他繞過面色蒼白抖若篩糠的格林漢,沖到已經走出治安局大門的秘書面前說道:“喬納森叔叔,他砸壞了高塔家徽,這事兒不能就這么算了。”
這是弗雷最后的一絲僥幸心理,他覺得自己的老子或許并不清楚砸車的細節。
然而這是不可能的,秘書喬納森露出了一種難以描述的表情,那就好像是在看家里到處亂撕東西的哈士奇。
他指了指門外馬路上停著的一駕黑色馬車,這東西的轎廂上沒有任何裝飾,但是輪轂中央卻有一個缺了一角的六芒星,那是審判所的標志。
弗雷知道自己真闖禍了,他不明白那個開口閉口就是普通人這普通人那的白癡到底跟教廷有什么關系,但的確沒有任何方法可以攔住一輛教廷的馬車。
喬納森你過頭,對格林漢說道:“你去收拾東西吧,明天天亮之前,你要從艾德維爾消失。”
這并不僅僅是對他的懲罰,更是高塔伯爵對弗雷的警告,類似于太子犯錯罰老師的舉措。
不過心態各異的眾人不知道,天亮之前,喬納森會叫人去兇街找瞎眼喬,讓他選幾個合格的“劫匪”,去劫一輛匆匆出城的馬車。

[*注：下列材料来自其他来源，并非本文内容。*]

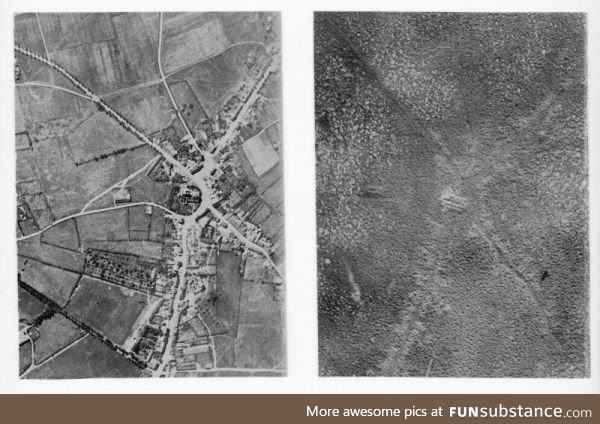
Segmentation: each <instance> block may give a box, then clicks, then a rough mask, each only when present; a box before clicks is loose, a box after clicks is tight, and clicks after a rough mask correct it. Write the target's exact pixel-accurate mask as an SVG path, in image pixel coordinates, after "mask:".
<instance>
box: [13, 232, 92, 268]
mask: <svg viewBox="0 0 600 424" xmlns="http://www.w3.org/2000/svg"><path fill="white" fill-rule="evenodd" d="M40 239H41V237H40V236H39V235H38V236H35V237H31V238H29V239H27V240H21V241H20V242H18V244H17V251H18V253H19V255H20V256H22V257H25V258H31V259H36V260H38V261H41V262H43V263H46V264H48V265H52V266H55V267H59V268H64V269H66V270H68V271H71V272H75V273H80V272H83V262H84V256H83V254H82V253H80V252H77V251H73V250H68V249H64V248H62V247H57V246H54V245H50V244H46V243H41V242H40Z"/></svg>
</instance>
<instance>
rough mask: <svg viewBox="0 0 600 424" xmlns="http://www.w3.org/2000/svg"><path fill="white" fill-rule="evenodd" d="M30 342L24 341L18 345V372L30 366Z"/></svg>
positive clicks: (30, 352) (27, 367)
mask: <svg viewBox="0 0 600 424" xmlns="http://www.w3.org/2000/svg"><path fill="white" fill-rule="evenodd" d="M31 362H32V358H31V342H30V341H26V342H25V343H23V344H21V345H19V374H22V373H23V372H24V371H25V370H26V369H27V368H29V367H30V366H31Z"/></svg>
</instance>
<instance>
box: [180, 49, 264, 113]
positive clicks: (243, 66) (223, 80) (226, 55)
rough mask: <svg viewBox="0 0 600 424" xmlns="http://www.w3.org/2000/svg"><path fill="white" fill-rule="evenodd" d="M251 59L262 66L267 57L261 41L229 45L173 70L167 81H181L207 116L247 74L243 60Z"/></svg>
mask: <svg viewBox="0 0 600 424" xmlns="http://www.w3.org/2000/svg"><path fill="white" fill-rule="evenodd" d="M248 58H254V60H255V61H256V63H257V65H258V66H262V65H263V64H264V63H265V61H266V59H267V56H266V54H265V50H264V47H263V46H262V45H261V44H252V43H250V44H242V45H237V46H233V47H231V48H230V49H228V50H226V51H224V52H223V53H221V54H219V55H217V56H215V57H211V58H209V59H206V60H204V61H201V62H199V63H197V64H191V65H190V66H188V67H186V68H184V69H182V70H180V71H178V72H175V73H174V74H173V75H171V76H169V84H170V85H171V84H174V83H175V82H177V81H185V82H186V83H187V84H188V86H189V87H191V89H192V91H193V93H194V94H195V97H197V98H198V99H200V102H201V103H202V107H203V108H204V110H205V111H206V114H207V115H208V117H209V118H211V119H214V118H215V115H216V113H217V111H219V110H220V109H221V108H222V107H223V105H224V104H225V103H226V102H227V100H228V99H229V97H230V96H231V94H233V92H234V90H235V89H236V88H237V87H238V86H239V84H241V83H242V81H243V80H244V78H246V76H247V74H248V67H247V65H246V61H247V60H248Z"/></svg>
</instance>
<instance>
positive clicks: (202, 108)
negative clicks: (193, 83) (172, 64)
mask: <svg viewBox="0 0 600 424" xmlns="http://www.w3.org/2000/svg"><path fill="white" fill-rule="evenodd" d="M169 85H170V88H171V93H173V97H174V98H175V103H177V105H178V107H179V110H180V111H181V115H182V117H183V120H184V121H185V123H186V125H187V126H188V128H190V131H192V130H193V129H194V128H196V125H199V124H200V123H201V122H202V121H203V120H205V119H206V118H208V117H207V116H206V114H205V113H204V108H203V107H202V104H201V103H200V100H199V99H198V97H197V96H196V94H195V93H194V92H193V91H192V88H191V86H190V85H189V84H188V83H187V82H186V81H177V82H173V83H171V84H169Z"/></svg>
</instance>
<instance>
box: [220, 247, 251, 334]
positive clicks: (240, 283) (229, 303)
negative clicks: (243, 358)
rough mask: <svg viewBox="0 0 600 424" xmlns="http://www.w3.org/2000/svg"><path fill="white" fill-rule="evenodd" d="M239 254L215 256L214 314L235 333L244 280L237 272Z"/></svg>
mask: <svg viewBox="0 0 600 424" xmlns="http://www.w3.org/2000/svg"><path fill="white" fill-rule="evenodd" d="M240 260H241V256H240V255H237V256H236V255H235V254H234V253H232V252H221V253H220V254H219V255H218V256H217V283H216V285H217V301H216V303H215V307H216V316H217V318H218V319H219V320H220V321H221V322H222V323H224V324H225V325H226V326H227V328H229V334H231V335H232V336H234V337H235V336H236V335H237V326H238V322H239V315H238V314H239V305H240V296H241V291H242V287H243V285H244V282H243V280H242V276H241V275H240V273H239V272H238V267H239V263H240Z"/></svg>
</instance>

更加令他們想不到的是,那輛停在路邊的黑色馬車里,除了林恩,還有個他們連想都不敢想的人物。
“說說吧。”
伊索的神色并不愉快,和平時的狀態大相徑庭,他靠在馬車上,微微抬起頭,看起來比往日多了幾分威嚴,“到底為什么要這樣做,我知道你是故意的。”
他不高興的原因不是親自跑了這么一趟,就算他不出面,林恩今天也不會出任何事,關鍵是他覺得這樣的行為并不穩妥,甚至有些過于孟浪,像個莽夫。
至于一個什么伯爵的兒子怎么想,他倒是一點也不在乎。